Civil rights pioneer Addie Wyatt dies at 88

Addie Wyatt looks at a framed photo of her friend, slain civil rights leader the Rev. Martin Luther King Jr. at her Chicago home on Thursday, Jan. 13, 2005. (AP Photo/Nam Y. Huh)
March 28, 2012 10:00:00 PM PDT
The Rev. Addie Wyatt, a trailblazing leader in the fight for social justice and labor rights, died Wednesday at the age of 88.

Wyatt, who served as a co-pastor at Vernon Park Church of God on Chicago's South Side, became the highest ranking female labor union in the country. Her legacy is too great to measure, according to those at her church.

Born in Brookhaven, Mississippi, she worked at a meatpacking plant and climbed the union ranks to become the first female vice president of the Amalgamated Meat Cutters and Butcher Workmen of North America. She was also a founder of the National Organization for Women and commissioned by Dr. Martin Luther King Jr. to help start Operation Breadbasket, which grew into the Rainbow/PUSH Coalition.

Wyatt's husband, the Rev. Claude Wyatt Jr., died last April. They were together for 69 years and founded the Vernon Park Church of God. The Rev. Willie Barrows spoke with her just last week.

"She told me, 'Really, I want to go home.' I said, 'Addie, you want to go home?' She said, 'Yes.' She said we've done enough and I want to go home," Barrows said. "She was the one that mentored me in the labor movement."

Wyatt fought tirelessly against gender and racial discrimination in the workforce. She was involved in the major Civil Rights marches and her organizing skills were utilized by six presidents.

In 1975, Wyatt was named one of Time Magazine's Women of the Year.

"Rev. Dr. Addie Wyatt was every woman because she really was part of part of the great humanitarian causes of our time," Carol Adams, president of the DuSable Museum of African-American History, said.

"Although her struggle was great in being involved in this -- quote -- man's world, she was always a lady," Maude McKay, Wyatt's sister.

"Her focus was always trying to make things better," Renee Wyatt, granddaughter, said.

Wyatt was selected by Eleanor Roosevelt to serve on President John F. Kennedy's Commission on the Status of Women.

"She established greatness all the way around the spectrum, not in one given element, but everywhere she went," Adams said.

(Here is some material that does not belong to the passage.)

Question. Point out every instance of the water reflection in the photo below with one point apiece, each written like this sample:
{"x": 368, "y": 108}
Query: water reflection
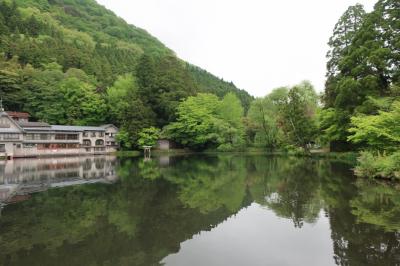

"She would say 'Keep on going children. You all keep doing what you have to do, I'm where I want to be.' The Rev. Addie, if you knew her, she never went anywhere she didn't want to go," said Senior Pastor Jerald January. "Whether it was protesting at Selma, or marching on Washington, or being at the White House, or going to heaven, that's where she wanted to be."

Wake/Funeral Information:

The body of Rev. Addie L. Wyatt will lie in state Friday, April 6, 2012, from 11 a.m. to 7 p.m. at the Vernon Park Church of God, 9011 S. Stony Island, Chicago, where she and her late husband, Rev. Claude Wyatt, co-funded decades ago.

There will be a pre-past luncheon from 9:30 a.m. to 11:30 a.m. at the Vernon Park Church of God.

Rev. Wyatt's wake will be held on Saturday, April 7, 2012 from 9:30 a.m. to 12 noon at the church followed by funeral services from 12 noon to 2:30 p.m.

Burial will be at the Oak Woods Cemetery, 1035 East 67th St, Chicago, IL 60637.